For these reasons cited above, I concur.

 

 

[1] Under the Commission’s Rules and Regulations, 18 C.F.R. § 385.102 (2021), Commission Trial Staff is a “participant” and not a “party.”  The “[Commission’s] regulations concerning settlements give the Commission broad discretion as to the weight that [it] gives comments filed by Trial Staff, regardless of whether those comments are considered to render the settlement contested.”  PJM Interconnection, L.L.C, 157 FERC ¶ 61,181, at P 7 (2016).  In evaluating a proposed settlement, the Commission has routinely accepted offers that are uncontested by all parties. See State of Maine, 91 FERC ¶ 61,213, at 61,772 (2000) (“our strong support of settlements militates in favor of giving these parties certainty, and letting them receive the full benefits of their bargain”); San Diego Gas & Elec. Co. v. Sellers of Energy & Ancillary Servs., 122 FERC ¶ 61,009, at P 13 (2008) (“the Commission strongly favors settlements, particularly in cases that are highly contested and complex.”); Montana Power Co., 77 FERC ¶ 61,110, at 61,434 (1996) (“the Commission strongly favors settlements, which provide the opportunity to eliminate the need for more lengthy proceedings if the parties reach an agreement on the issues that is compatible with the public interest”).

[2] Further, I note that Atlas itself has confirmed that it is “price sensitive and would have elected to locate its data center and offices somewhere other than in Mountrail-Williams’ service territory if Upper Missouri had not been able to negotiate the rates, terms, and conditions provided for in the [revisions to the Wholesale Power Contract].”  Atlas Comments at 2.  A captive customer it is not.

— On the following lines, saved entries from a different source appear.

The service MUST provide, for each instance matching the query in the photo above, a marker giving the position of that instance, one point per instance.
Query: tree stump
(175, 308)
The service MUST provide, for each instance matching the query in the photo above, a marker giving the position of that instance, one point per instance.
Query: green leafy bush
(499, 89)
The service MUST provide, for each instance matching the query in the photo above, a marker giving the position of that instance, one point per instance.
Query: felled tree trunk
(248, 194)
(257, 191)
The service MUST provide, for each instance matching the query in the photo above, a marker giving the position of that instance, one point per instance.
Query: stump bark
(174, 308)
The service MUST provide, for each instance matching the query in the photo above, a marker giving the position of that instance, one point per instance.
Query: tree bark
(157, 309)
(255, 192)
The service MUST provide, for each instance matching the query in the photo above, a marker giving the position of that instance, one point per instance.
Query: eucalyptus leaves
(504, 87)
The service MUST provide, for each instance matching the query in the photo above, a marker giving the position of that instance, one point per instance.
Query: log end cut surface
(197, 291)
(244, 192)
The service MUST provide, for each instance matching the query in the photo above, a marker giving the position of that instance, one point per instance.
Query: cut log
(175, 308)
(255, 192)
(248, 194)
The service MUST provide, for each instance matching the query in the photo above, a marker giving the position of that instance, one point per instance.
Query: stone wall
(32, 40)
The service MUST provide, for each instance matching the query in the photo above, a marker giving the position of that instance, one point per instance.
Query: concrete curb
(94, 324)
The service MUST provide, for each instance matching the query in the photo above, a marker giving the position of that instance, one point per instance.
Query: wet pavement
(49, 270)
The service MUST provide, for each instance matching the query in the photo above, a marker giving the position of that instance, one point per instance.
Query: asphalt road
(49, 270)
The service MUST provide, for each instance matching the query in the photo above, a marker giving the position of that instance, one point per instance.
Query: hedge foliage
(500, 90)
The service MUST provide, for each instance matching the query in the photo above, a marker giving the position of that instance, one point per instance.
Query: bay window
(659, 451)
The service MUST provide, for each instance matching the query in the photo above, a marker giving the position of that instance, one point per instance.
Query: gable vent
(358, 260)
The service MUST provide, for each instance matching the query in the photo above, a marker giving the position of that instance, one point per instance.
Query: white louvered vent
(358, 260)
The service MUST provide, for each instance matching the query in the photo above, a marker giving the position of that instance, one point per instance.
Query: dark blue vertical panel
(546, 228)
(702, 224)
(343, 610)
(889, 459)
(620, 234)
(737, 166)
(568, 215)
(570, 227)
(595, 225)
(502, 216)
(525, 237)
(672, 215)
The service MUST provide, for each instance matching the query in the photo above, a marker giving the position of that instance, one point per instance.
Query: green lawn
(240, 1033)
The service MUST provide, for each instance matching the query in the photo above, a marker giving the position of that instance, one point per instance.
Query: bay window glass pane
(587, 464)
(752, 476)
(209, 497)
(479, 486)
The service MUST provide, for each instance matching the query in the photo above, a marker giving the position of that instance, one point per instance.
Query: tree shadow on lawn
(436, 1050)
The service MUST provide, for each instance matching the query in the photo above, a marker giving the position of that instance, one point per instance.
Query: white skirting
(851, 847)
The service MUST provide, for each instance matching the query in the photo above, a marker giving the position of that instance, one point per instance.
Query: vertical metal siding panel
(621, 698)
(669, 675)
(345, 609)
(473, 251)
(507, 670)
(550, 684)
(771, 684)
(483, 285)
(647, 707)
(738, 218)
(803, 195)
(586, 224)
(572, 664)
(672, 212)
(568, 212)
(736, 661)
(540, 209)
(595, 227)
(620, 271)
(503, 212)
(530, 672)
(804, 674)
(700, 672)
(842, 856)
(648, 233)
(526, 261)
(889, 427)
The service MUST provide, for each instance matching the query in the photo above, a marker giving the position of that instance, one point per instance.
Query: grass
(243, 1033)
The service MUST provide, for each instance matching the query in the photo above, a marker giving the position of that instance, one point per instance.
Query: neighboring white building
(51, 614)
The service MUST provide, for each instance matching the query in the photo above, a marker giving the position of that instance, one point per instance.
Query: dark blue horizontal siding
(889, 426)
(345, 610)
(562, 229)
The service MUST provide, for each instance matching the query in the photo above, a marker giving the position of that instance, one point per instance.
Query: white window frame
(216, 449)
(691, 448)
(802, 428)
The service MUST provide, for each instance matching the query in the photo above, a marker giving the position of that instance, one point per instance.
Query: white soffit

[3] Id.; see also Mountrail-Williams Comments at 2.

[4] Transmittal at 11.

[5] See, e.g., Basin Elec. Power Coop., 169 FERC ¶ 61,158, at P 19 (2019) (“[W]e find that Basin’s Rate Schedule A filings in Docket Nos. ER19-2909-000 and ER19-2909-001 and the [Open Access Transmission Tariff] filing in Docket No. ER19-2911-000 fail to comply with the Commission’s filing requirements.  We therefore find these filings to be patently deficient and reject them without prejudice.”).